Fog

Blanc Sceol

[Hannah White + Stephen Shiell]

Hir

Hir means ‘long’ in an old language, part of the word ‘menhir’, meaning ‘long stone’. Sounding the word also invites us to hear and be here.

This audio-visual piece feels its way through a long time, a longing and an old listening, and onwards into an uncertain future and the strange hope of a visitation, through field recordings, voice, text and film captured on the coast of Cornwall.

It creeps in at night, caressing our skin, a damp air. And an unfamiliar sound in our dreams. By morning both sound and damp are within us. We are fused. A new landscape has formed within and without. The days become mysterious, the thick fog cloaking each step and word. We resist at first, observing our glistening skin and listening out for each new warning call, counting the seconds to the next. Soon we are drawn closer to the sound, despite a churning in the pit of our stomachs, as if a hand had reached in and tied a knot around the insistent pitch, keeping it there.

In the sound piece giants speak from in the stones and in the earth, all substance and undergrowth, voices pushing through terrain and entangled roots. Through thick fog a warning sounds, calling us to listen, realize and repent.

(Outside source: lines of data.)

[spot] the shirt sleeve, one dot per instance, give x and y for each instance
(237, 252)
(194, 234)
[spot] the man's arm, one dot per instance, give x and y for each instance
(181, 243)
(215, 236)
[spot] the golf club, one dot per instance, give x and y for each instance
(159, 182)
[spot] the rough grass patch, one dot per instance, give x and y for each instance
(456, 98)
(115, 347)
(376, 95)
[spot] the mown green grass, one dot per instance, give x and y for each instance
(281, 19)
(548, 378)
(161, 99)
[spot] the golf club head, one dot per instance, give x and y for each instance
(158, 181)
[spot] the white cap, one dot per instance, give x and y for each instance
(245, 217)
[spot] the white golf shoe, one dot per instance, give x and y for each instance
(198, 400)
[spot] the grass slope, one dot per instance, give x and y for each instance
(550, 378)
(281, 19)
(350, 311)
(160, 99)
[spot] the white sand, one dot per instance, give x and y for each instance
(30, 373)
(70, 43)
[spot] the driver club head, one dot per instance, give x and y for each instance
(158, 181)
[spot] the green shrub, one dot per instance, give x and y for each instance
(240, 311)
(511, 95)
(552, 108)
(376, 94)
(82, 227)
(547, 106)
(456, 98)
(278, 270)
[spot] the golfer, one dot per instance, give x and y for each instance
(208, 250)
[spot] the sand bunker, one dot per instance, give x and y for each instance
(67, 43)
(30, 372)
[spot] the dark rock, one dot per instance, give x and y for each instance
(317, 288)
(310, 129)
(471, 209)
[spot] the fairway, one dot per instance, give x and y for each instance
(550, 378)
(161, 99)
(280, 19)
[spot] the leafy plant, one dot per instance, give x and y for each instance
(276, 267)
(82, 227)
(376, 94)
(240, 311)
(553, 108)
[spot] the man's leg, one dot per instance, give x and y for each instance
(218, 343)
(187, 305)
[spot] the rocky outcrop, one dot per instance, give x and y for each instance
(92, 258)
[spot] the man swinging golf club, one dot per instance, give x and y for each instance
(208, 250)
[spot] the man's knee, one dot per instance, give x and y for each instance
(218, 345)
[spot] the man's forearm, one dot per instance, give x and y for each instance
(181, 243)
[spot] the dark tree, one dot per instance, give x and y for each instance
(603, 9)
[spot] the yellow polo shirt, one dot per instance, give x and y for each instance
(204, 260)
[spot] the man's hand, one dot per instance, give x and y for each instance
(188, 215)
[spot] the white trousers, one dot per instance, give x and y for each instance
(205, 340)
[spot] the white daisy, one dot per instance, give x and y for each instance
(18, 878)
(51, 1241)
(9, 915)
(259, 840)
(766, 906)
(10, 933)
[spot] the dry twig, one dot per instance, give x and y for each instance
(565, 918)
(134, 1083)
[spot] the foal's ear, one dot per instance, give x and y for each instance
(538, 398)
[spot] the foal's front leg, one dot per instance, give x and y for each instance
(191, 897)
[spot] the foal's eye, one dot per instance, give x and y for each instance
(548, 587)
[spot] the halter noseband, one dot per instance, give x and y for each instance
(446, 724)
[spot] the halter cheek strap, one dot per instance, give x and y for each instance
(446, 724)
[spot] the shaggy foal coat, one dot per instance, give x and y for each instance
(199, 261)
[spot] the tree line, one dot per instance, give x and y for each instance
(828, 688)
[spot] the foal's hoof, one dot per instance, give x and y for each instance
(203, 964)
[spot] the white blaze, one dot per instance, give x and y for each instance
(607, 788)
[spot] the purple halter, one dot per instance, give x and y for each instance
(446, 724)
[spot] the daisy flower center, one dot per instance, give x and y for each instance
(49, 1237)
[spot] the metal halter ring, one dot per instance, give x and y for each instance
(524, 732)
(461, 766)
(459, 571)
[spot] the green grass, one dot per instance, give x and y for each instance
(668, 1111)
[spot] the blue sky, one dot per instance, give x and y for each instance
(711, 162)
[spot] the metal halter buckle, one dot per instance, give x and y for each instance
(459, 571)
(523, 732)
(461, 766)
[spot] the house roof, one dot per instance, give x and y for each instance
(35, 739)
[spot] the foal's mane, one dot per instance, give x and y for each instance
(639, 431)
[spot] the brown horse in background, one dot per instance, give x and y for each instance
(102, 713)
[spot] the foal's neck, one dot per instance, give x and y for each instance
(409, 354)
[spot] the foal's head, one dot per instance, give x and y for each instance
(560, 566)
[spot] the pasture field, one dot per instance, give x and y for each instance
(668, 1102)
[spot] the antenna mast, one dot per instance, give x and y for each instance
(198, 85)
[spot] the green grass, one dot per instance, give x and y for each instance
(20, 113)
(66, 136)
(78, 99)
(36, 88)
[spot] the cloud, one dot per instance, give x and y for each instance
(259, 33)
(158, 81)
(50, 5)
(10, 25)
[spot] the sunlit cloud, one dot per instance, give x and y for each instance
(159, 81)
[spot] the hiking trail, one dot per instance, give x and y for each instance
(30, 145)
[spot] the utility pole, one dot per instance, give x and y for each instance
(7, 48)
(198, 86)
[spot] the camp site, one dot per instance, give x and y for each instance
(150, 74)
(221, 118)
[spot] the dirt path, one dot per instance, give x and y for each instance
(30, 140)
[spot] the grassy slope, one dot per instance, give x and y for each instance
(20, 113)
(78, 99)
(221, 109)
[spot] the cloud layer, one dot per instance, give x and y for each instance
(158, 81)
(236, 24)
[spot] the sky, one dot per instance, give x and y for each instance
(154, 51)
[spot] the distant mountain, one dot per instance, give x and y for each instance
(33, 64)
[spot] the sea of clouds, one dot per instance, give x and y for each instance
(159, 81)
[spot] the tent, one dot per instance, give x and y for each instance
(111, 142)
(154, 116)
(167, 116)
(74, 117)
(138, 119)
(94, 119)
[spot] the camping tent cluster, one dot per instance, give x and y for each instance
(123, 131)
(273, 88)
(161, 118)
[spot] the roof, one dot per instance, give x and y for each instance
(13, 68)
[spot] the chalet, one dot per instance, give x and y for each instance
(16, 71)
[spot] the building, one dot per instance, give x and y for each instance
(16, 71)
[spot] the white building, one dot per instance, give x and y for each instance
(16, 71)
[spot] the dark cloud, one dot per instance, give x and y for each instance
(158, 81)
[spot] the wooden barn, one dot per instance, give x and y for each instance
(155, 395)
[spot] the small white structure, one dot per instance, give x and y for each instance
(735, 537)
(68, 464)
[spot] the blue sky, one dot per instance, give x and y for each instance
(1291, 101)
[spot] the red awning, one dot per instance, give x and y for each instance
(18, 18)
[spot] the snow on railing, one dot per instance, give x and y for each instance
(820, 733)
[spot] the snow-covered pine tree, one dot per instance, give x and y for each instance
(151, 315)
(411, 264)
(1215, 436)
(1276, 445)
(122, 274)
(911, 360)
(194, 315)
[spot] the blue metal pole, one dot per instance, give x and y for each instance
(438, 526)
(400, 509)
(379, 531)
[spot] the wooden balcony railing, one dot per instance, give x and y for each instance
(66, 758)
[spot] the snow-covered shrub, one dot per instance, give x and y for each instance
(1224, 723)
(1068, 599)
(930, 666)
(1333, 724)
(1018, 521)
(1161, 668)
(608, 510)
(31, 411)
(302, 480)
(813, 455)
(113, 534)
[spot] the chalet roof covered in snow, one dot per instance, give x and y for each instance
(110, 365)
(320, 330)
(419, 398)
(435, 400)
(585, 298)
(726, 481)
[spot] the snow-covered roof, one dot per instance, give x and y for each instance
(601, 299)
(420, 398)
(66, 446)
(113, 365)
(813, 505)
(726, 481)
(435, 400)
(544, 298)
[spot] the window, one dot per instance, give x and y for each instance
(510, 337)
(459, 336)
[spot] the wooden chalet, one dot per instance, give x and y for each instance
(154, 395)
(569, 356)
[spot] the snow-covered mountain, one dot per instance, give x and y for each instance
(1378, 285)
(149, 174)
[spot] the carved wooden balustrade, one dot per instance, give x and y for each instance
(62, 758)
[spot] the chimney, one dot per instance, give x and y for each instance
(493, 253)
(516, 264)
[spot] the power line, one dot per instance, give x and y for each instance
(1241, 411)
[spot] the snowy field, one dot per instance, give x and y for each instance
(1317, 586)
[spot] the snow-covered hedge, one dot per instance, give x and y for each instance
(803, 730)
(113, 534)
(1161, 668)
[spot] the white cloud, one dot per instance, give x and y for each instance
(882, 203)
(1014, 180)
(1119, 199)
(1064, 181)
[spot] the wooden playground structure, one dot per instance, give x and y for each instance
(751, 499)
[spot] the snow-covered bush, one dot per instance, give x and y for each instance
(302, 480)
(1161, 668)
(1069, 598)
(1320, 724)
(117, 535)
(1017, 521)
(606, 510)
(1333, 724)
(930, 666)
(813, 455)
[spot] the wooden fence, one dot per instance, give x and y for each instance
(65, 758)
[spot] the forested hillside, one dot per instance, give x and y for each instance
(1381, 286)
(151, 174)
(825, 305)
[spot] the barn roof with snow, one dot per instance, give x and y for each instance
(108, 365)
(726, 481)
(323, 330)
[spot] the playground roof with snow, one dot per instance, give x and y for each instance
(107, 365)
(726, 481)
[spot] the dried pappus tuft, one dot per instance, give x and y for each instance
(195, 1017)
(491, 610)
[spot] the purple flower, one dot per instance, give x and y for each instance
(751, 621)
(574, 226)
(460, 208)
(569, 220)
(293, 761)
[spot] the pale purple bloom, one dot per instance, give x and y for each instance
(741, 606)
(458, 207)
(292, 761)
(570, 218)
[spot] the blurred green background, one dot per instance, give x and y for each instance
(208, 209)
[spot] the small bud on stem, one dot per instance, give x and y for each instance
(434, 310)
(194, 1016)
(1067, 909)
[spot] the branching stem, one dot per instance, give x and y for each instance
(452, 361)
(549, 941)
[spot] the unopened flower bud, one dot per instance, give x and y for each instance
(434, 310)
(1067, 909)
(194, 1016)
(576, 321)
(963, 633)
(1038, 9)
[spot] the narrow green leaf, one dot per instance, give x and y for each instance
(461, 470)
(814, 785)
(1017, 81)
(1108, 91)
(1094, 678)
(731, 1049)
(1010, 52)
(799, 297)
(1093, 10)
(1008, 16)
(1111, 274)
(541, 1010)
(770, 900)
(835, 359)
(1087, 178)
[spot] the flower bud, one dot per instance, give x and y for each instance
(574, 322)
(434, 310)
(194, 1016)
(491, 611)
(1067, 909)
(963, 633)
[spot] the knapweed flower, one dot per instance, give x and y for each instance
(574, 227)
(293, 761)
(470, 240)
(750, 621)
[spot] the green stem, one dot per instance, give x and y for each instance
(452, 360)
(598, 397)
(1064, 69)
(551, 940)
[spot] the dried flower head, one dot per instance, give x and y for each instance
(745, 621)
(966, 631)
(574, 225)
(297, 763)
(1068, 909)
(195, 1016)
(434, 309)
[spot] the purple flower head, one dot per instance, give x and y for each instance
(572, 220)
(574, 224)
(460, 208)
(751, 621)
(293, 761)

Sounds were recorded along and between the clifftops of the Cornish coast, from the air, down wires in the wind, under the water in conversation with currents, flows and seals, and from the cosmic static around two ‘listening’ stations: GCHQ Bude, government intelligence outpost, and Goonhilly Earth Space station, commercial cosmic communication center.

Hir, 2021

The film presents an otherworldly encounter we had while visiting the ‘Dry Tree’ menhir, a bronze age standing stone embedded in the gorse and heather of the nature reserve next door to the Goonhilly Earth Space station. Whilst being with, field recording and filming the stone, something was in the air, something we didn’t see or hear in real time. An unidentifiable aerial phenomena, that made no sound and flew too fast for the human eye to see, was revealed later by the camera’s slow motion technology. The audio is the VLF recording made at the time.

The great waste of Goonhilly. A tract of country … sufficiently savage to have been a terror to travelers…. And still a perplexity even to natives when the sea mists envelope it with light wreaths of vapour. The familiar landmarks seem to melt away


from Highways and Byways in Devon and Cornwall, Arthur H. Norway, 1900

Best viewed full screen
Recordings & film footage: Blanc Sceol ~ Stephen Shiell & Hannah White
Person in film: Mia Kingsley

The end of one story is the beginning of another or the middle of another, or any way along the road of yet another. And what if the past is ahead of us, so we can see it clearly, and the future is behind us, a mysterious darkness asking for courage and trust. We are caught by our own definition. If we move ourselves from the center, is all equalized?